At a Republican dinner Friday night, Matt Bevin said of
Democrat Jack Conway, “He’s not qualified to be the governor of this state” because
of his lack of business experience.
“He never served this nation in the military. He’s never
made payroll. He’s never worked in the
private sector except a few months at a time working for his dad between
political gigs,” Bevin told reporters after the Marshall County dinner. “He has no qualifications to be governor
other than the fact that he is the result of a system that has groomed him for
this from the time he was born.”
Conway fired back Saturday morning by touting his experience
as a private-sector attorney and his fiscal responsibility as attorney general, nd questioning Bevin’s own qualifications. “I am one heck of a lot more qualified to be governor than
Matt Bevin is,” Conway told reporters.

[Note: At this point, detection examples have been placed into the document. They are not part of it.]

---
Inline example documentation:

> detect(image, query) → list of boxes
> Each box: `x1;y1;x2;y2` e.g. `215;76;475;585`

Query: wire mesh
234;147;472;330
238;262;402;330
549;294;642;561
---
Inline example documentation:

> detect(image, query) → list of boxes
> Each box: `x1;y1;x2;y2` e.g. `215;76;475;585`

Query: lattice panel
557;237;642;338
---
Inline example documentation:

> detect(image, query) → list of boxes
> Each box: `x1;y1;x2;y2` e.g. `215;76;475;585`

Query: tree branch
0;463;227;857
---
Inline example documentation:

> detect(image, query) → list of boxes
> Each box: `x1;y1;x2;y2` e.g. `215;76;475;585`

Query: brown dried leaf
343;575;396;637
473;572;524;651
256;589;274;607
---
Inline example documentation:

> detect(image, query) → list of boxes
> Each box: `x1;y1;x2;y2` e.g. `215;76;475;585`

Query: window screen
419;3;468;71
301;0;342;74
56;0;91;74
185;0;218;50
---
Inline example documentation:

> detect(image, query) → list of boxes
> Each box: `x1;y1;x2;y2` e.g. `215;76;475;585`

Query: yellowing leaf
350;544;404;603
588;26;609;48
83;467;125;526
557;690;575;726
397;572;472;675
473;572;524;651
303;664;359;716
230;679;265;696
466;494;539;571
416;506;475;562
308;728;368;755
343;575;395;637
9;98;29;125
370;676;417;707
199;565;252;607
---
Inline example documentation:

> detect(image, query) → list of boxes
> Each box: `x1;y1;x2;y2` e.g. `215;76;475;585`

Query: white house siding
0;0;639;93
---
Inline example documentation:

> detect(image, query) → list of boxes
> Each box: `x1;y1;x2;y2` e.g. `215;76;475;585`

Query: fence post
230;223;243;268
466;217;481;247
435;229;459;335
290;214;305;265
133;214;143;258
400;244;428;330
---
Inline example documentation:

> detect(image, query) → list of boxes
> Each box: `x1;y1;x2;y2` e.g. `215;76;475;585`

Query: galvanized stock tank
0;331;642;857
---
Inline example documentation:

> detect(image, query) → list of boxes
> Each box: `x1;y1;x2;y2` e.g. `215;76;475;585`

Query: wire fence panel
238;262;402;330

He
said Bevin “couldn’t even tell a group of retirees a few weeks ago” a key facet
of concern about state pension funding.
“Matt
Bevin has a platform on education that’s a bunch of platitudes that would decimate
public education in this state,” Conway said. “Matt
Bevin just a couple of months ago went on statewide TV and said early education
serves no purpose. That doesn’t sound
like someone’s who’s qualified to be governor to me.”
Bevin accused Kentucky Democrats of sweeping issues like the legislative sexual-harassment scandal under the rug during their longstanding dominance in Frankfort.
“I can’t imagine a locker room anywhere that you would find
this kind of behavior let alone from elected officials in the state’s capital,”
said Bevin in reference to the legislature’s recent settlement of a lawsuit by
staff members claiming harassment by Democratic House members. “How
shameful that we’re in a situation that we had to settle such a thing.”
Bevin and other Republicans at the dinner spoke about conservative
values. “We need to stop apologizing for the Christian principles, the great
American values that make this country great,” he said to applause.
Conway, at the Graves County Democratic breakfast, accused Bevin of not applying his Christian morals to
his policies, saying that ending the Medicaid expansion that serves more than
400,000 would not be a Christian thing to do, and that voters should elect
someone who “understands that the truly Christian thing to do is to say that we
are our brother’s keeper and healthcare for our people makes us a healthier and
better society.”
Bevin said for months that he would end the Medicaid
expansion, but during and after a forum with Conway this week, he said he would
transition the expansion clients to a less expensive program, perhaps like
Indiana’s, in which clients can pay premiums to get better benefits and get refunds
if they don’t use the benefits.
Conway based his message at the Democratic breakfast in
Mayfield on whom voters could trust come November. He painted Bevin as an untrustworthy New
Englander, a similar strategy used by Republicans last year when Bevin challenged
U.S. Sen. Mitch McConnell.
Democratic Gov. Steve Beshear accused Republicans of trying
to “put one over” on Kentucky citizens.
“Just last year they said, they told everybody in Kentucky
that Matt Bevin was an east coast con man and a psychological [sic] liar. A
year later, all at once, they’re telling us he’s somehow worthy of being
governor,” Beshear said. “I believe in recycling as much as anybody, but this
is ridiculous.”
He added, “The values that I was brought up with here by
my dad and mom, those values of faith, family and hard work, are the same
values that we instill in our two sons Jeff and Andrew. And now those same values are being instilled
in our grandchildren. And I’ll tell you something, when you instill those
values and you care about people, you end up being a Democrat.”